Operator: Your next question comes from the line of Brian White from Shore. Your line is open.
Brian White: Thanks for taking my question. Just a very big question on the Type C meeting for Mycapssa recently in NET. And I wondered if there's any further detail you could give us on that meeting, the outcome of the impact on the trial itself in terms of size and timing and whether or not it's easier to do a study or harder or the same as you were expecting? Thank you.
Joseph Wiley: Yes. Thanks for that, Brian. Good question. We have our Chief Medical Officer, Tracy Cunningham on the call. So Tracy, I'm going to hand that one over to you. This is the Mycapssa NET study.
Tracy Cunningham: Thank you, Brian. Yes, we had a very good meeting with the FDA was actually a correspondence rather than in-person meeting. One of the things that they recommended was in a bank of doing the study, which they accept was to do some more work to show the clinical meaningful of the endpoints, and they recommended performing a patient study. So that has started. And what that does is, it looks at how the definition of diarrhea and flushing episodes are to ensure that actually they're clinically meaningful. So that as I say is underway. That will be inputted then into the Phase III diaries, so that, that's captured. We anticipate then that the study will start at the beginning of next year. We don't anticipate any delays to the ultimate delivery of the study. In fact, what we believe is that this piece of work is going to strengthen our position when we file because we will have shown the value of these endpoints that enable us to move smoothly to submission assuming, of course, that it's a positive study.

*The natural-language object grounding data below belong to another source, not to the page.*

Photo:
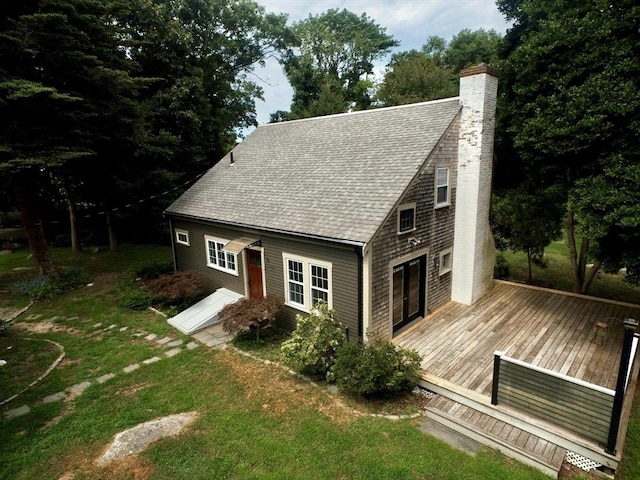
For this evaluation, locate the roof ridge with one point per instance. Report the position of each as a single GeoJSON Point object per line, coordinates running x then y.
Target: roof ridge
{"type": "Point", "coordinates": [362, 112]}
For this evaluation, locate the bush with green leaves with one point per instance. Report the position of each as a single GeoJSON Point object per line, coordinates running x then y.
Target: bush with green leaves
{"type": "Point", "coordinates": [377, 368]}
{"type": "Point", "coordinates": [311, 350]}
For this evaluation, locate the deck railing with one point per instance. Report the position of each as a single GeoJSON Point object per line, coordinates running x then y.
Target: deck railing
{"type": "Point", "coordinates": [587, 409]}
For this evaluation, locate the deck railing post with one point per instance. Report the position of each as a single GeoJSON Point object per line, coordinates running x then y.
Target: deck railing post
{"type": "Point", "coordinates": [496, 377]}
{"type": "Point", "coordinates": [621, 384]}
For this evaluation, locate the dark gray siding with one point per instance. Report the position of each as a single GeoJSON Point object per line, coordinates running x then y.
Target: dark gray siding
{"type": "Point", "coordinates": [434, 229]}
{"type": "Point", "coordinates": [343, 259]}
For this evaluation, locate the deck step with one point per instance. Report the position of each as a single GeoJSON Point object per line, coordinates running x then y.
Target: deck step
{"type": "Point", "coordinates": [487, 430]}
{"type": "Point", "coordinates": [536, 426]}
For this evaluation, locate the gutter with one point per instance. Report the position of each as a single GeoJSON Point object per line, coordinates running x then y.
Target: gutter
{"type": "Point", "coordinates": [266, 229]}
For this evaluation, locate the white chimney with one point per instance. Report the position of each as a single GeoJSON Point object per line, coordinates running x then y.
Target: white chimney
{"type": "Point", "coordinates": [473, 246]}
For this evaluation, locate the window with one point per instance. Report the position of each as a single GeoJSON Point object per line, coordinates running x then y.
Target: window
{"type": "Point", "coordinates": [182, 237]}
{"type": "Point", "coordinates": [218, 258]}
{"type": "Point", "coordinates": [407, 218]}
{"type": "Point", "coordinates": [442, 187]}
{"type": "Point", "coordinates": [307, 281]}
{"type": "Point", "coordinates": [446, 261]}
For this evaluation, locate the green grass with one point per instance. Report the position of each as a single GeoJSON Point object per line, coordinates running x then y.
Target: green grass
{"type": "Point", "coordinates": [255, 420]}
{"type": "Point", "coordinates": [557, 274]}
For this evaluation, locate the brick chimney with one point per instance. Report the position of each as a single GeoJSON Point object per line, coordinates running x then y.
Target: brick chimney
{"type": "Point", "coordinates": [473, 246]}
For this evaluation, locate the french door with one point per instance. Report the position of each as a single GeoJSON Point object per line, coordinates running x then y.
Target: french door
{"type": "Point", "coordinates": [408, 291]}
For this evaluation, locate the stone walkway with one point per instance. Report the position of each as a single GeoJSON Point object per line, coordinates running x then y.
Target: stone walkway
{"type": "Point", "coordinates": [212, 336]}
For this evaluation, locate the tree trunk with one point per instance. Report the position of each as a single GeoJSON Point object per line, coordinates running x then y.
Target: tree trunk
{"type": "Point", "coordinates": [73, 218]}
{"type": "Point", "coordinates": [581, 277]}
{"type": "Point", "coordinates": [32, 224]}
{"type": "Point", "coordinates": [113, 239]}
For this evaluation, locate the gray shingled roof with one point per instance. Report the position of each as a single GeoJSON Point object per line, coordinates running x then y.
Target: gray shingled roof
{"type": "Point", "coordinates": [335, 177]}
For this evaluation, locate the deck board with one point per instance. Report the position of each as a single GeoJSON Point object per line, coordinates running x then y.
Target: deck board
{"type": "Point", "coordinates": [549, 329]}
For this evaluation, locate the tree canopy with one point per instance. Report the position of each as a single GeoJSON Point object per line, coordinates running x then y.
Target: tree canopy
{"type": "Point", "coordinates": [118, 99]}
{"type": "Point", "coordinates": [571, 118]}
{"type": "Point", "coordinates": [329, 66]}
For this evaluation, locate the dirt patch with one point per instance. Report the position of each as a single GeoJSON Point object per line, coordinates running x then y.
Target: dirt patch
{"type": "Point", "coordinates": [278, 391]}
{"type": "Point", "coordinates": [45, 326]}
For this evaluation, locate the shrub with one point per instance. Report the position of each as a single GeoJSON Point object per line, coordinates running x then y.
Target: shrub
{"type": "Point", "coordinates": [179, 288]}
{"type": "Point", "coordinates": [250, 314]}
{"type": "Point", "coordinates": [375, 369]}
{"type": "Point", "coordinates": [312, 347]}
{"type": "Point", "coordinates": [154, 270]}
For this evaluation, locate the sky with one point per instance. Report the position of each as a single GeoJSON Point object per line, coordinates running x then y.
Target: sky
{"type": "Point", "coordinates": [411, 22]}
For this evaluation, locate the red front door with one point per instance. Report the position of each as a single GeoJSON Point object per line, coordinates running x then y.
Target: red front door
{"type": "Point", "coordinates": [254, 271]}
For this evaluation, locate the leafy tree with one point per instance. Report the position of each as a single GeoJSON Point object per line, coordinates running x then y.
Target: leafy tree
{"type": "Point", "coordinates": [414, 77]}
{"type": "Point", "coordinates": [432, 73]}
{"type": "Point", "coordinates": [522, 221]}
{"type": "Point", "coordinates": [335, 53]}
{"type": "Point", "coordinates": [571, 118]}
{"type": "Point", "coordinates": [56, 85]}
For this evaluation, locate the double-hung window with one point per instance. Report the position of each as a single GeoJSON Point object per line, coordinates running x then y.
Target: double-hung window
{"type": "Point", "coordinates": [307, 281]}
{"type": "Point", "coordinates": [443, 194]}
{"type": "Point", "coordinates": [182, 237]}
{"type": "Point", "coordinates": [218, 258]}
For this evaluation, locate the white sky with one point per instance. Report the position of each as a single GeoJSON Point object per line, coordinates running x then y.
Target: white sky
{"type": "Point", "coordinates": [409, 21]}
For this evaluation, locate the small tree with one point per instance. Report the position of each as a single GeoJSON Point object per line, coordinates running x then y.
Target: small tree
{"type": "Point", "coordinates": [250, 314]}
{"type": "Point", "coordinates": [312, 347]}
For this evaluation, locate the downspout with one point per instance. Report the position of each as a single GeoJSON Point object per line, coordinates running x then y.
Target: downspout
{"type": "Point", "coordinates": [360, 253]}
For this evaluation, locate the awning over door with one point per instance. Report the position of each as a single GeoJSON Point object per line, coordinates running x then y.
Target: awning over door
{"type": "Point", "coordinates": [238, 244]}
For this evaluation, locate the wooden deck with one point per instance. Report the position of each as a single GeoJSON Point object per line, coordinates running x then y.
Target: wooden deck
{"type": "Point", "coordinates": [546, 328]}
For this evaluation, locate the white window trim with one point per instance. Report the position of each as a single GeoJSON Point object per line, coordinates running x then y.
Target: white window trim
{"type": "Point", "coordinates": [217, 240]}
{"type": "Point", "coordinates": [182, 232]}
{"type": "Point", "coordinates": [447, 202]}
{"type": "Point", "coordinates": [443, 268]}
{"type": "Point", "coordinates": [402, 208]}
{"type": "Point", "coordinates": [307, 263]}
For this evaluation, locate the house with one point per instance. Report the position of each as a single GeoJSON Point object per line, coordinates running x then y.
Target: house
{"type": "Point", "coordinates": [383, 213]}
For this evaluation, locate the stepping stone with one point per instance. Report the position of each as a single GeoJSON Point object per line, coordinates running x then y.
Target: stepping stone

Brian White: Okay. Thank you.
Operator: And your next question comes from the line of Mani Foroohar from SVB. Your line is open.
Unidentified Analyst: Good morning. on behalf of Mani. Thank you for taking our question. For Mycapssa should we expect an average refill time of about 25 days moving forward? Or do you think or anticipate that the time to refill could still improve? And secondly, as part of your patient services, will improved access be reflected financially? Should we think about it more in terms of the higher pricing? Or should it be reflected in other drivers of revenues?

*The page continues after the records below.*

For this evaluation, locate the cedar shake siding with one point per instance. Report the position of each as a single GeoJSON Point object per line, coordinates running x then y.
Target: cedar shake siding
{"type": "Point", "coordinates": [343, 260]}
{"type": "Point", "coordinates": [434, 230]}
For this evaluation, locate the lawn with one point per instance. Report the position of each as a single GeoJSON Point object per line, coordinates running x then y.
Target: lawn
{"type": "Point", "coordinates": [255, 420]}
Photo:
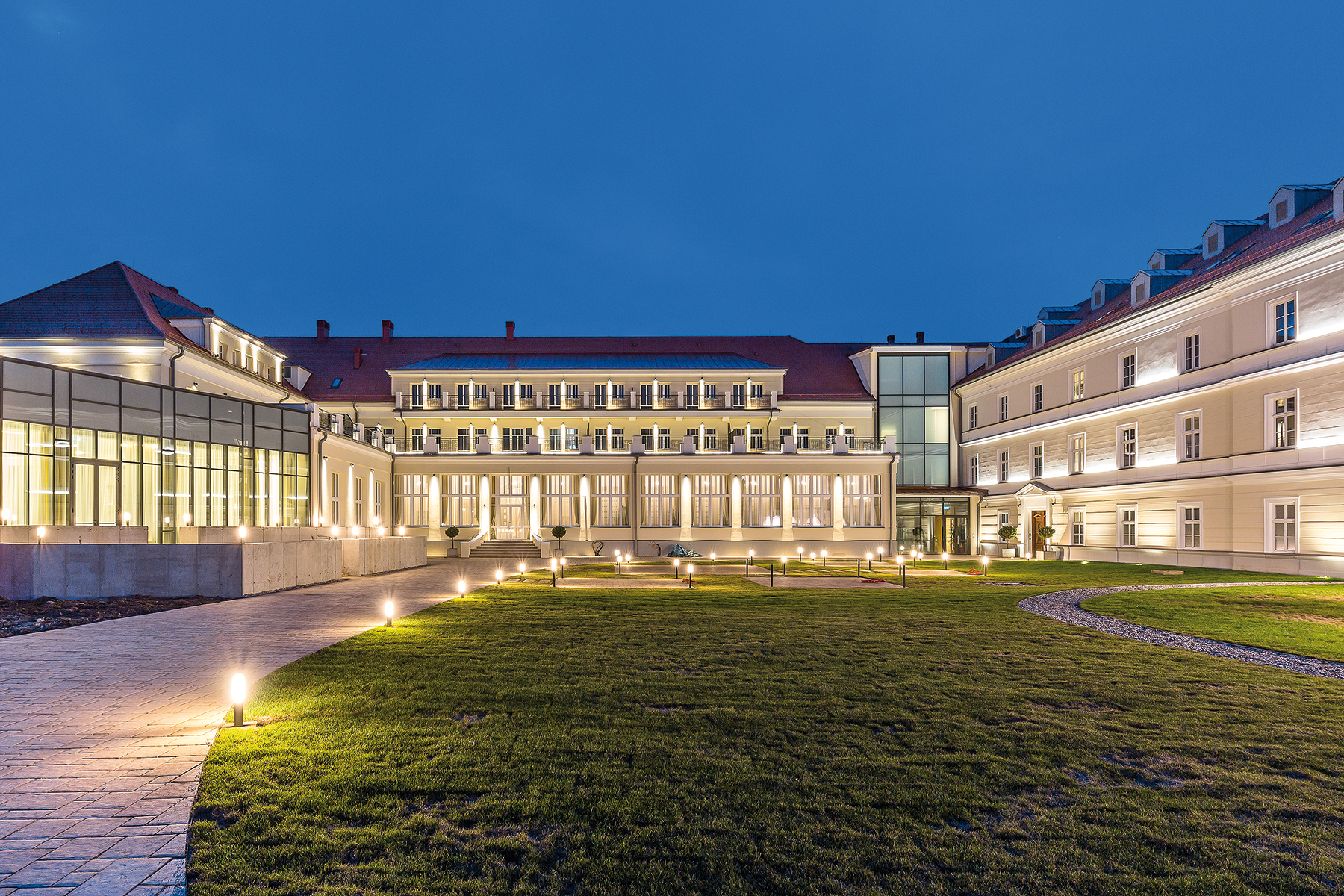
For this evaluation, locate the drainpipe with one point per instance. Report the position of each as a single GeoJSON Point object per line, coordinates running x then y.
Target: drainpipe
{"type": "Point", "coordinates": [172, 366]}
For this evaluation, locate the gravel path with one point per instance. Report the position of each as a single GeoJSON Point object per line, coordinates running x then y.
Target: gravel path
{"type": "Point", "coordinates": [1063, 606]}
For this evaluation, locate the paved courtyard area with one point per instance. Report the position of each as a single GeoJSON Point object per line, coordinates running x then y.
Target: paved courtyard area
{"type": "Point", "coordinates": [104, 727]}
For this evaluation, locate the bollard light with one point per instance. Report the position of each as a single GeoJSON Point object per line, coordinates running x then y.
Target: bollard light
{"type": "Point", "coordinates": [237, 695]}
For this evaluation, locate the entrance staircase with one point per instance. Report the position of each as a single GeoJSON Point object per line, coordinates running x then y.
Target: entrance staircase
{"type": "Point", "coordinates": [507, 548]}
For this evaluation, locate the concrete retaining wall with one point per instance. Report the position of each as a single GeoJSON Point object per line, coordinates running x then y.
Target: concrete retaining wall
{"type": "Point", "coordinates": [367, 556]}
{"type": "Point", "coordinates": [164, 570]}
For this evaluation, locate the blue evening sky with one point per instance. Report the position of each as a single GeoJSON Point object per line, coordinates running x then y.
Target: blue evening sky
{"type": "Point", "coordinates": [835, 171]}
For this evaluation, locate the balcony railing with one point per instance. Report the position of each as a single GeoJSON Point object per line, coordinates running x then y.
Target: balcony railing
{"type": "Point", "coordinates": [658, 445]}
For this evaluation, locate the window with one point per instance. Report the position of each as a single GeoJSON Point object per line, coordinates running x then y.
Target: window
{"type": "Point", "coordinates": [1189, 425]}
{"type": "Point", "coordinates": [1284, 421]}
{"type": "Point", "coordinates": [761, 500]}
{"type": "Point", "coordinates": [1285, 321]}
{"type": "Point", "coordinates": [1128, 453]}
{"type": "Point", "coordinates": [710, 500]}
{"type": "Point", "coordinates": [1127, 524]}
{"type": "Point", "coordinates": [1128, 371]}
{"type": "Point", "coordinates": [1191, 361]}
{"type": "Point", "coordinates": [457, 500]}
{"type": "Point", "coordinates": [863, 500]}
{"type": "Point", "coordinates": [611, 500]}
{"type": "Point", "coordinates": [660, 501]}
{"type": "Point", "coordinates": [1077, 526]}
{"type": "Point", "coordinates": [411, 500]}
{"type": "Point", "coordinates": [559, 501]}
{"type": "Point", "coordinates": [1191, 524]}
{"type": "Point", "coordinates": [812, 497]}
{"type": "Point", "coordinates": [1283, 524]}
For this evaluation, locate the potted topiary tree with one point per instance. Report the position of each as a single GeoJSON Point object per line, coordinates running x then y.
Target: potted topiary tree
{"type": "Point", "coordinates": [1046, 534]}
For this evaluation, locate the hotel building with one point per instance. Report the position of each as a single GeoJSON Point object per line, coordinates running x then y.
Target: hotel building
{"type": "Point", "coordinates": [1189, 413]}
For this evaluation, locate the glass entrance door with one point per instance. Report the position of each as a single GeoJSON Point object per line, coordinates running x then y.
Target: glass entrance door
{"type": "Point", "coordinates": [97, 492]}
{"type": "Point", "coordinates": [511, 508]}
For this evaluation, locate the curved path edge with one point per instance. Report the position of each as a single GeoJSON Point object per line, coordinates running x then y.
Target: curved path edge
{"type": "Point", "coordinates": [1062, 606]}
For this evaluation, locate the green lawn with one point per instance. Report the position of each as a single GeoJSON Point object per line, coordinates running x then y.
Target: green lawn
{"type": "Point", "coordinates": [734, 739]}
{"type": "Point", "coordinates": [1304, 620]}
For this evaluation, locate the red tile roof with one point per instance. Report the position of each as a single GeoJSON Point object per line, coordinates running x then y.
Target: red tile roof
{"type": "Point", "coordinates": [816, 371]}
{"type": "Point", "coordinates": [1253, 247]}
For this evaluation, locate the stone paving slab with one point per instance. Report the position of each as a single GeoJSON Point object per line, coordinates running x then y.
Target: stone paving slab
{"type": "Point", "coordinates": [104, 727]}
{"type": "Point", "coordinates": [1063, 608]}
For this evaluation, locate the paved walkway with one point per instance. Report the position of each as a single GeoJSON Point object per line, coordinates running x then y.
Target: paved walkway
{"type": "Point", "coordinates": [104, 727]}
{"type": "Point", "coordinates": [1063, 606]}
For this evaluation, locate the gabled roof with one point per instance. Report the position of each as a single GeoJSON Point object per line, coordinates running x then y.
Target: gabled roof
{"type": "Point", "coordinates": [687, 361]}
{"type": "Point", "coordinates": [815, 371]}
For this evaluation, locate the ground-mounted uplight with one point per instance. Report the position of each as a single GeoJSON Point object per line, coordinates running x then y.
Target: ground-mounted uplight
{"type": "Point", "coordinates": [237, 696]}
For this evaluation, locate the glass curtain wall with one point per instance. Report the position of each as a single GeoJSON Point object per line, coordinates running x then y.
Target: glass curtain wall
{"type": "Point", "coordinates": [913, 406]}
{"type": "Point", "coordinates": [87, 449]}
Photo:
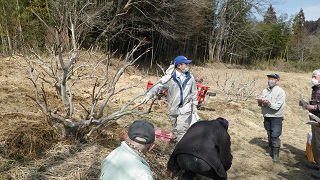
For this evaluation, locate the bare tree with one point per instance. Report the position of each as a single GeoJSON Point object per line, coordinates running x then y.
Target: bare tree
{"type": "Point", "coordinates": [61, 73]}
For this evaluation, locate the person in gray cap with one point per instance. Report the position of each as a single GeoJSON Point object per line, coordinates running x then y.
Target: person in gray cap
{"type": "Point", "coordinates": [127, 161]}
{"type": "Point", "coordinates": [181, 94]}
{"type": "Point", "coordinates": [314, 107]}
{"type": "Point", "coordinates": [205, 149]}
{"type": "Point", "coordinates": [272, 103]}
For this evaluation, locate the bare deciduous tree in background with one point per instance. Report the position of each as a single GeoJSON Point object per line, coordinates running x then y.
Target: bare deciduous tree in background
{"type": "Point", "coordinates": [65, 75]}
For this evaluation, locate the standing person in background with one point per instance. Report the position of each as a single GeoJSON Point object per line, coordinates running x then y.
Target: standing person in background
{"type": "Point", "coordinates": [181, 94]}
{"type": "Point", "coordinates": [314, 108]}
{"type": "Point", "coordinates": [205, 149]}
{"type": "Point", "coordinates": [127, 161]}
{"type": "Point", "coordinates": [272, 103]}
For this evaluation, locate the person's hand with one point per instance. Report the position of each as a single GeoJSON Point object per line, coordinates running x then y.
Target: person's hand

Joseph Wiley: I'm going to hand those questions directly to Sheila, please.
Sheila Frame: Thanks. So I just want to be clear on the time â it wasn't time to refill. It was time from the enrollment to the patient getting first delivery is really what we measure in that 25 days. So I'm not sure. Anyway, just to be clear on that. So it started where it would take up to two months for a patient to actually get their first prescription filled, which we've dropped to 25 days. Do we think we can get that faster? We do. And then your second question related to â remind me?
Unidentified Analyst: And the second question is related to, in terms of improving access, whether it would be reflected through higher pricing or other drivers of revenue growth?

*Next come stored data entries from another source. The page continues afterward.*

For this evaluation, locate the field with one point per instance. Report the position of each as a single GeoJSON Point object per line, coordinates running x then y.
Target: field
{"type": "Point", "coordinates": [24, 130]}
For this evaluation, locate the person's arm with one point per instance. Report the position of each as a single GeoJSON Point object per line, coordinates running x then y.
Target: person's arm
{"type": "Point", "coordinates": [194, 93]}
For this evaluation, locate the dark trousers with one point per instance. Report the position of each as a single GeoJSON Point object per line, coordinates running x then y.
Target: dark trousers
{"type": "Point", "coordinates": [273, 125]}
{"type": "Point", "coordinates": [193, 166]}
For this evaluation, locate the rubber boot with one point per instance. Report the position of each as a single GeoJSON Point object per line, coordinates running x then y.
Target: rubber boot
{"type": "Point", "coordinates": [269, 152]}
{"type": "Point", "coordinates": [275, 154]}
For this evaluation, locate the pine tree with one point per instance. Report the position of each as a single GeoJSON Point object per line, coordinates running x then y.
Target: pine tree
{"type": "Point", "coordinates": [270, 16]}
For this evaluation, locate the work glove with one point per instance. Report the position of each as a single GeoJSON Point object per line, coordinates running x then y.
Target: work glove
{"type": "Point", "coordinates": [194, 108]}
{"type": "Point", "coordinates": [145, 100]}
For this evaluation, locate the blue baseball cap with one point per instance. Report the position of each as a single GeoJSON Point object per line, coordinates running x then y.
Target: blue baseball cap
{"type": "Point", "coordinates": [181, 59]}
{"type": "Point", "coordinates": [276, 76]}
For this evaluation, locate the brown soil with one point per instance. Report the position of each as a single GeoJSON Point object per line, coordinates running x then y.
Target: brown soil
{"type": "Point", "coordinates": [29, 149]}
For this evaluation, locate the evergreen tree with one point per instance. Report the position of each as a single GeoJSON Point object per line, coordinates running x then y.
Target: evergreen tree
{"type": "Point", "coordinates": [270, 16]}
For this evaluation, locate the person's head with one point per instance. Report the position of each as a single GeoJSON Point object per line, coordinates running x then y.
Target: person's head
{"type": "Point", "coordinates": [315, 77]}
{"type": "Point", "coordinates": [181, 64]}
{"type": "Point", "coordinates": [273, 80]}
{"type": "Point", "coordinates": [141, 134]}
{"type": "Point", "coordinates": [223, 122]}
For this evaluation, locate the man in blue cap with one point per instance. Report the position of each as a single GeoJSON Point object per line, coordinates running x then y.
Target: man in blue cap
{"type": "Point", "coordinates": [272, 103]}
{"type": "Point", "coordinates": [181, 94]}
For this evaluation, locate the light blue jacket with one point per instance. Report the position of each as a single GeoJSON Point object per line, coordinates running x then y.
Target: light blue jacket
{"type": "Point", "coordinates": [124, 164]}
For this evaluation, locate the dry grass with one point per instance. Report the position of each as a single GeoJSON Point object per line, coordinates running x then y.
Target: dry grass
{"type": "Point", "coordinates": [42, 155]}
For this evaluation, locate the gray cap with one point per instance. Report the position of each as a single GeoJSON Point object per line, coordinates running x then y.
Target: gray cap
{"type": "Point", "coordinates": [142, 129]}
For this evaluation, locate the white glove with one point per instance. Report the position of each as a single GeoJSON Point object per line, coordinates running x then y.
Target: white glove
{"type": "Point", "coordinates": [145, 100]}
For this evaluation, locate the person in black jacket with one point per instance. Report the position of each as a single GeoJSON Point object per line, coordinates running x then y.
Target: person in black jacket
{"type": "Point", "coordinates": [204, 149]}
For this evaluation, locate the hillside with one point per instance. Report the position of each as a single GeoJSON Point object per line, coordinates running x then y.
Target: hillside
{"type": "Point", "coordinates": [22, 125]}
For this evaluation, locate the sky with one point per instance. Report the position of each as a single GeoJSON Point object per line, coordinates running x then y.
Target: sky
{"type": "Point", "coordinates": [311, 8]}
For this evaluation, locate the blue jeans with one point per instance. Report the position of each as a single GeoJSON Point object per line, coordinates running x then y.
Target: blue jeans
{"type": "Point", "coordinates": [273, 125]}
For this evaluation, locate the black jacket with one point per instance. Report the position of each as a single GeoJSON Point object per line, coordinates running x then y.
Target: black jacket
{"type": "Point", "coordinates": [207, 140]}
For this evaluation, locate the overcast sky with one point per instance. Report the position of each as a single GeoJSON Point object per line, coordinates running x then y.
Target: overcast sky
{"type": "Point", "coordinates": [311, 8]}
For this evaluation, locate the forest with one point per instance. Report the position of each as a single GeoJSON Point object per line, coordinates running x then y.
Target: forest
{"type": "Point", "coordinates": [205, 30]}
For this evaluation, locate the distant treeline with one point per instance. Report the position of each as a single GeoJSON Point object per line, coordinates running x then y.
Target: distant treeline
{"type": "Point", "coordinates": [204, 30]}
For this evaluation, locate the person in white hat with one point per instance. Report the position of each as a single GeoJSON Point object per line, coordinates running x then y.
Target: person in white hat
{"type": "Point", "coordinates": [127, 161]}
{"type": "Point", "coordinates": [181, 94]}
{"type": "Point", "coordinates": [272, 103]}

Sheila Frame: Definitely other drivers. I mean, the primary driver here is going to be the community increase in prescribers and access to that 50% of the acromegaly patients that we didn't focus on initially. So I think that's really where the growth is going to come from. From a market access perspective, certainly, we're working with the payers and trying to increase that. But we've had relatively good market access in terms of getting through, of course. In any specialty area you assume you've got prior authorization and in some cases, appeals and that kind of thing afterwards, but we certainly have pretty good access through the PBMs, and we're going to try to continue to work with them to enhance that.
Unidentified Analyst: Thank you.
Operator: We have no further questions at this time. I will now turn the call back to Joe Wiley for some closing comments.
Joseph Wiley: Thank you all for joining us today. We look forward to speaking with you and hopefully meeting with you in-person soon. Thank you.